Frei und ungebunden – über viele Jahre haben heute Männer und Frauen die Möglichkeit, sich individuell zu entfalten. Sie lernen, sich ihre Zeit einzuteilen, ihren Alltag autonom zu organisieren, entscheiden selbständig, mit welchen Personen sie sich umgeben. Sie studieren im Ausland oder arbeiten in weltweit agierenden Konzernen und lernen dort Menschen aus allen Kulturen der Welt kennen. Anders wie noch die Großeltern, die meist unmittelbar aus dem Elternhaus in die Ehe wechselten, haben heutige Erwachsene zumindest in ihrer eigenen Wahrnehmung viele Jahre vor der Familiengründung selbstbestimmt gelebt. Dieser große Freiheitsgrad wird später wichtiges Thema werden. Die in diesen Jahren erworbene Selbständigkeit wird eines Tages ein wichtiger Schutzfaktor für die Paarbeziehung und die Beziehung zum Kind sein, auch wenn diese Selbständigkeit gerade in der frühen Familienphase herbe Einbußen erfahren wird (Graf, 2002, S. 119).

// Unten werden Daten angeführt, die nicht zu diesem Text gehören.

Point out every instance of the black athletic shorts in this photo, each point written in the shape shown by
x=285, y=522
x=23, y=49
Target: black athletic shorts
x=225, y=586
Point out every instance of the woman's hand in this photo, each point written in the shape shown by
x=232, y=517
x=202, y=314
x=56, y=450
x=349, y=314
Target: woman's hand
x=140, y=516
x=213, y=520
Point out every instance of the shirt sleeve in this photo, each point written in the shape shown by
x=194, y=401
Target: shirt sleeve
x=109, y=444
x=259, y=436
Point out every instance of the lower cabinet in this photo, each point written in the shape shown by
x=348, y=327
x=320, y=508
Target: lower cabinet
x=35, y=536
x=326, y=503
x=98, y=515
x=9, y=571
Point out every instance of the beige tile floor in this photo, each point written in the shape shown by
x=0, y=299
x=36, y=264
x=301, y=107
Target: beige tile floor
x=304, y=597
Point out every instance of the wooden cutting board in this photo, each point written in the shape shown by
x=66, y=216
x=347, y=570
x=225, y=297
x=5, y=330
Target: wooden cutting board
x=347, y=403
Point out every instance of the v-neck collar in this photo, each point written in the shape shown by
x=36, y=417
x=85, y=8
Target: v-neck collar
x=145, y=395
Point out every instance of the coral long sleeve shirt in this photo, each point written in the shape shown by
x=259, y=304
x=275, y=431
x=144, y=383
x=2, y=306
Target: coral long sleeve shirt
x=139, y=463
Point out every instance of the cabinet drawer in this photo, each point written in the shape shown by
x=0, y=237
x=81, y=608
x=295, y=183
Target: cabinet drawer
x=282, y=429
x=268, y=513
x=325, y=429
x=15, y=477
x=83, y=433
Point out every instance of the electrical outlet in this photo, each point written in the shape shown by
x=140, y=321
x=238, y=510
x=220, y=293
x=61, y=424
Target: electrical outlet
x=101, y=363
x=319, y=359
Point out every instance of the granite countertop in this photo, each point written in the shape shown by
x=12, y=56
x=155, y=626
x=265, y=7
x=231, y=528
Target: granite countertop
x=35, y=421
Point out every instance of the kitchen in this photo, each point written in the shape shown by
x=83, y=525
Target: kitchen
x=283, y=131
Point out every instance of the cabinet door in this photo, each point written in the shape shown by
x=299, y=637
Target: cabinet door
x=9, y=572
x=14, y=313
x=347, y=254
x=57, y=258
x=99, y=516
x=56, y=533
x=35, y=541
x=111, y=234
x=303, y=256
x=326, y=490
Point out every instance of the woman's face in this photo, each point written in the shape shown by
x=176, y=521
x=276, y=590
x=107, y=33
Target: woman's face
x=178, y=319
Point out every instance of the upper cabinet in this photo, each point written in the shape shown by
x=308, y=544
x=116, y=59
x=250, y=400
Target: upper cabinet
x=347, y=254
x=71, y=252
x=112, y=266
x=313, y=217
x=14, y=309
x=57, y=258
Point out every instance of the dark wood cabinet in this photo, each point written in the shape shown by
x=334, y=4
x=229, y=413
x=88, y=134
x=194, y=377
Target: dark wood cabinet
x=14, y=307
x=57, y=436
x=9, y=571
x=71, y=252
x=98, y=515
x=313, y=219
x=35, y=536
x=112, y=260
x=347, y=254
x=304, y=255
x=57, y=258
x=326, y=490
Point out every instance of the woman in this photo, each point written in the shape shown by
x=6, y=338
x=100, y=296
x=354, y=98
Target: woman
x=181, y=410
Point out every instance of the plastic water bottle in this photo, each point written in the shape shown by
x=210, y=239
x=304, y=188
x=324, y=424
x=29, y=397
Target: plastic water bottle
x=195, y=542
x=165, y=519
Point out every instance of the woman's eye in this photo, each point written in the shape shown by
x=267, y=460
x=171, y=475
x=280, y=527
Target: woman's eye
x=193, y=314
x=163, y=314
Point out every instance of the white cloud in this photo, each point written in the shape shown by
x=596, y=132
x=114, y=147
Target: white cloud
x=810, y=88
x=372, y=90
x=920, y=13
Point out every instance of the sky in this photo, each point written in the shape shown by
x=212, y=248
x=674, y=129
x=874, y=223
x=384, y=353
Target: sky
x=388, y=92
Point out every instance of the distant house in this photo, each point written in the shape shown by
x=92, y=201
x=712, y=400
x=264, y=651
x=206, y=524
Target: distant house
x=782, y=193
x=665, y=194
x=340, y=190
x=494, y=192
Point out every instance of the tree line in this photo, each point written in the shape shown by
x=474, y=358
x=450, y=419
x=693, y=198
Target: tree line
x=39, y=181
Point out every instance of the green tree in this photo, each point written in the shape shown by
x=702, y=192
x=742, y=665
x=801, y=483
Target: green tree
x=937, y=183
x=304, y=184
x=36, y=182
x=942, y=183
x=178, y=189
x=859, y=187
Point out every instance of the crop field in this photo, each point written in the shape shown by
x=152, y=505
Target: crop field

Als Single vollzieht sich das Leben in der Regel zwischen zwei großen Lebensbereichen: zwischen Privatleben und Beruf. Singles wägen zwischen persönlichen und beruflichen Bedürfnissen ab und entscheiden, wie viel Zeit und Energie sie in diese beiden Lebensbereiche einbringen. Während der Beruf der Lebensraum ist, in dem Männer wie Frauen ihren Unterhalt verdienen, Verantwortung übernehmen und ihre Talente entfalten, hat der persönliche Lebensbereich in unseren Breiten vor allem Freizeitcharakter und wird mit Kontakt zu Freunden, Ausüben von Hobbys, Entdecken der Welt in Verbindung gebracht. Arbeit und Anstrengung beschränken sich für die meisten auf den Beruf, während in dieser Lebensphase das Privatleben in erster Linie der Regeneration dient. Wer lange Ausbildungs- und Studienjahre hinter sich hat, möchte, dass sich all die Mühe gelohnt hat, wodurch der berufliche Erfolg einen hohen Stellenwert erhält und sich die Familiengründung nach hinten verschiebt. Nicht nur in der Berufseinstiegsphase, sondern auch noch später stellt die sogenannte work-life-Balance für Männer und Frauen eine echte Herausforderung dar. Dabei sind, aus der Elternperspektive betrachtet, bislang »nur« zwei Lebensbereiche zu koordinieren.
Die Herkunftsfamilie, das Elternhaus, spielt als dritter Lebensbereich im frühen Erwachsenenalter meist eine nachgeordnete Rolle, gilt es doch in dieser Lebensphase, sich von ihnen abzulösen und eigene Lebenswege auszuprobieren. Wo die Eltern selbst noch aktiv im Leben stehen, können beide Generationen weitgehend unabhängig voneinander leben. Für die spätere Familiengründung ist diese Ablösung von entscheidender Bedeutung. Manche Familienforscher gehen sogar davon aus, dass junge Eltern von ihren Eltern bereits abgelöst sein sollten, bevor sie eine eigene Familie gründen (Wallerstein & Blakeslee, 1998). In meiner Beobachtung ist nur ein Teil der Ablösung vor der Familiengründung möglich, eine zweite Ablösung von den Eltern erfolgt gerade erst durch das eigene Elternwerden.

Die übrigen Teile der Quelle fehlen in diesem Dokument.